2.3.4 War
MacLean's love poems present a situation where the speaker is baffled by stasis. He cannot act. Frustration in love is involved with political frustration.
Gaelic tradition values men of action – often heroes who died in defeat. The battle cry of the MacLeans, ‘Fear eile air son Eachainn’ (‘Another One for Hector’), recalls the battle of Inverkeithing in 1651, when the seventeenth chief of the clan, ‘Red Hector of the Battles’, fell in action. Clansman after clansman rushed in to protect him. Of 700 MacLeans engaged, only 40, it is said, survived.
The remarkable handful of poems which Sorley MacLean wrote about his own experience of battle show the resolution of fierce internal conflict in action. In a war when most British combatant poets produced no more than wry observations, small personal poems, MacLean's work is unique in its combination of stark detail with a convincing overview, and with astonishing moral certainty.
Of ‘Heroes’ some further discussion will be valuable. One of the inspiriting factors in MacLean's contribution to Gaelic morale has surely been his generosity towards other peoples. ‘Heroes’ pays tribute to an Englishman who displays valour worthy of Gaelic praise.
But as John Herdman has subtly argued (Ross and Hendry, 1986, pp. 173–4), the poem implies a criticism of the Gaelic ideal. The Nazi ideal of soldierly sacrifice is coldly mocked in ‘Death Valley’. The little Englishman in ‘Heroes’ is contrasted with the heroic but stupid Marshall Lannes. I remarked earlier on the trait of understatement in MacLean's rhetoric. We see it again here in the casual word ‘biff’ to translate the Gaelic expression for the blow that kills the Englishman. Whereas the hero of the 1715 Rising, Alastair MacDonald of Glengarry, was the subject of a famous Gaelic elegy which contains the line, ‘you brought tears to my eyes today’, the death of the little Englishman brings ‘a little’ weeping to MacLean's eyes. This does not derogate his courage. It opposes realism – a gruff businesslike sympathy for the common soldier – to the flowery praises of tradition.
Please now read ‘Going Westwards [Tip: hold Ctrl and click a link to open it in a new tab. (Hide tip)] ’ and ‘An Autumn Day’ presented below.

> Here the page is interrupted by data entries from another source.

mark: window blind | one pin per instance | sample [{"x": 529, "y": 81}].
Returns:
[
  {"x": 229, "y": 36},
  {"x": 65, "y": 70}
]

Click to view the poem ‘Going Westwards’
Click to view the poem ‘An Autumn Day’
'Shame’, in the first stanza of ‘Going Westwards’, seems to me to suggest both the misery of the Gael whose culture is demoted and derided, and the more general ‘shame’ of inhabitants of the British Isles who let their rulers appease Mussolini and Hitler. ‘The Clyde’ suggests that. MacLean is thinking of the heavy bombing of the burgh of Clydebank in March 1941 – but in his view the poverty of the Clyde region was a crime of imperialism, to be listed along with Nazi atrocities. Dmitrov was a Bulgarian Communist falsely accused in 1933 of setting fire to the German Reichstag.
Guernica, the undefended Basque town bombed by German planes serving Franco in 1937, is also distant from the innocent corpses of Nazis in the desert. One reads this as sardonic – dead men can do no harm. The last stanza might at first sight seem boastful. It isn't that. MacLean, for better or worse, whether he likes it or not, comes from a fighting tradition. But the old fighting pride of the MacLeans has been ‘ruinous’ on occasion. Heroism is invoked here, but not uncritically.
‘An Autumn Day’ deploys irony against another element in MacLean's heritage. The explosives that kill six comrades behave like the Calvinist God, deciding that these shall die – are ‘elect’ – irrespective of their human vices and virtues, while permitting the poet to survive.
Taking these war poems together, the overview is firm and clear. A necessary war is being fought by a clear-sighted poet. Yet the detail of the conflict suggests irony after irony. As in Greek tragedy, horror precedes calm: horror somehow generates clarity.